Mayne tragically died from cancer in 2006, but not before heroically putting the finishing touches to his final book The Enduring Melody. This started as a meditation of his life, but when the cancer struck it became his daily meditations interwoven into an autobiography of his final year. The book is a brave and very thoughtful journal through those last ten months. It culminates in a reflective essay on illness and healing, and the need for a holistic approach:

"To treat a disease," he said: "is to inhibit it and hopefully help the body to destroy it or control it: to treat a patient is to observe, foster, nurture and listen to a life...
In an ideal [health service] it would be good if every doctor and nurse in training would reflect on the mystery of the human being with both the learning of the scientist and the observation and sympathy of the novelist or the poet." (2)

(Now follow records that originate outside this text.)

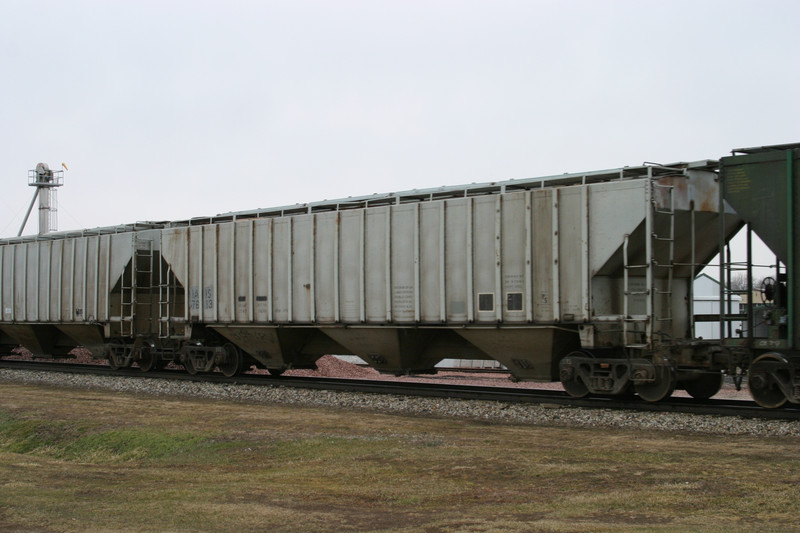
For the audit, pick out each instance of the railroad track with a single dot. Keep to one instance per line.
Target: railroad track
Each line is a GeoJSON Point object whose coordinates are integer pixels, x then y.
{"type": "Point", "coordinates": [739, 408]}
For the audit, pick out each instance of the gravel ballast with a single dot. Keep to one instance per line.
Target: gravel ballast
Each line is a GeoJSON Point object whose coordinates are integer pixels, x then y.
{"type": "Point", "coordinates": [497, 412]}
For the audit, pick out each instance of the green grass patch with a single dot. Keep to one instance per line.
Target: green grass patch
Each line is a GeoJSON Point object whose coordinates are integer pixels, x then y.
{"type": "Point", "coordinates": [94, 461]}
{"type": "Point", "coordinates": [84, 442]}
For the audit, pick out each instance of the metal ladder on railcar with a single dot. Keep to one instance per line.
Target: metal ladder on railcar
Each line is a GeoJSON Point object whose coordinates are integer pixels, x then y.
{"type": "Point", "coordinates": [164, 301]}
{"type": "Point", "coordinates": [141, 279]}
{"type": "Point", "coordinates": [659, 256]}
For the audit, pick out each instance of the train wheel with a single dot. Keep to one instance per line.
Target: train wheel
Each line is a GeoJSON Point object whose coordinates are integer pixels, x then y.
{"type": "Point", "coordinates": [189, 366]}
{"type": "Point", "coordinates": [570, 379]}
{"type": "Point", "coordinates": [147, 360]}
{"type": "Point", "coordinates": [661, 388]}
{"type": "Point", "coordinates": [112, 351]}
{"type": "Point", "coordinates": [761, 382]}
{"type": "Point", "coordinates": [704, 387]}
{"type": "Point", "coordinates": [233, 363]}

Mayne was writing of the United Kingdom’s National Health Service but his thoughts are equally relevant in the United States, which is actually ahead of the UK in recognizing the importance of spirituality in healthcare. Mayne understood only too well that chasm that is so often evident between what the patient actually receives from a short medical consultation and what he is really looking for.

(1) Michael Mayne, A Year Lost and Found, London: Darton Longman and Todd, 1987, p. 22. 

(2) Michael Mayne, The Enduring Melody, London: Darton Longman and Todd, 2006, pp. 13.
Studland Bay in January

 

Saturday 25 January 2014

Biological repair men or healers? Our over burdened doctors

"Doctors are not merely biological repair men, people who know how we work and people who can twiddle knobs or replace faulty parts when they threaten to go wrong. A doctor must be a healer in the fullest, most spiritual sense, someone who accepts that human beings are congenitally lonely and dissatisfied but who may be able to reconcile them to the difficulties of their condition...to share the journey [of pain or anxiety or grief] with the patient." (1)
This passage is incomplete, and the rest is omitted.